Could you explain the concept of controlling water speed and how it affects the cooling system?

First of all, “controlling water speed” is not something a lot of attention is paid to. What I mean by that is, the cooling system in a race car—that being a water pump, a radiator and the means water flows through the block and cylinder heads—are all kind of a given thing by each manufacturer. We build our radiators to basically reject heat from the cooling system in the most efficient way possible given the race car and the racetrack it is going to run on.

Let me start out by saying flow rate through the cooling system is a very important thing. With recent technology, we have pretty well proven that the higher flow rates we can get, the more efficient the cooling system is. Many people still believe in the old technology of slower flow rates. However, we are changing them every day. They believe by slowing down the flow, there is more time to absorb the heat and energy from the block and heads. This gives the water more time in the radiator. Therefore, the heat will be pulled out of the radiator better.

Quite honestly, with today’s technology, we have proven it is quite the opposite. We tend to prefer high-flow-rate systems. Pump manufacturers nowadays, like Stewart Components and Edelbrock, are trying to build pumps that will flow as much as 100 gallons a minute. This rate is really more like 60 gallons a minute.

With that in mind, you have a water pump that is trying to perform a high flow rate through the system. Well, the cylinder heads can be restrictive with their water passages, which in turn slows the flow rate down to a certain degree. This restriction also raises the pressure in the heads and the block, which is actually a good thing. Pressure in the heads and block helps reject heat and keeps the air molecules and water compressed so they don’t form steam pockets. With lower pressures, air will actually expand and begin boiling. This results in local hot spots in the combustion chamber.

One of the main reasons we like to see higher flow rates is higher flow rates will actually absorb more heat and BTUs of energy from the metal surfaces. They will actually pick up heat more efficiently and carry it out of the engine and into the radiator. When it comes to the radiator side of things, the higher flow rates push the water through the radiator tube much faster so it creates a much higher velocity in the cooling tubes. This higher water velocity actually creates more turbulence in the water, which rejects heat much better. So, that is why we say the old rule of thumb “slow down the water flow so it spends more time in the radiator in order to cool it better” is really not correct at all. The higher flow rate and higher water velocity through the radiator core really goes a long way in helping that radiator reject the heat.

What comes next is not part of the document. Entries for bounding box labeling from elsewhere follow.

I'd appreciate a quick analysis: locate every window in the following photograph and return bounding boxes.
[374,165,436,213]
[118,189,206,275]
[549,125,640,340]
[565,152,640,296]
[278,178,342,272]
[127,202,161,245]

What kind of performance Advantage will you see when you go to a higher flow rate?

The biggest performance advantage of the higher flow rate is keeping your temperatures in check and cooling your engine better. As far as any performance other than that, there really isn’t any. The critical part of a cooling system is the combustion chamber area in the cylinder heads. This is where the combustion is taking place and where the bulk of the heat is generated. We have seen higher flow rates help keep these combustion chambers cooler. It keeps the air from separating out of the water and causing local steam pockets and localized boiling in those combustion-chamber areas. It also keeps good water-to-metal contact in those areas, which is the secret to keeping everything cool.

What happens if those metal combustion chamber surfaces get too hot? The engine will actually get a mild detonation. With most race engines, if it starts overheating, the driver will come on the radio and say the car is starting to lose power, is running poorly and doesn’t have the horsepower he had before. What is happening is the temperature increases more and more and those hot spots in the cylinder heads will actually start creating a detonation situation in the engine—it is usually just a mild detonation, but it can make the power drop off.

What can an average racer do about controlling water speeds or flow rates? Is it just a matter of what type of water pump they install?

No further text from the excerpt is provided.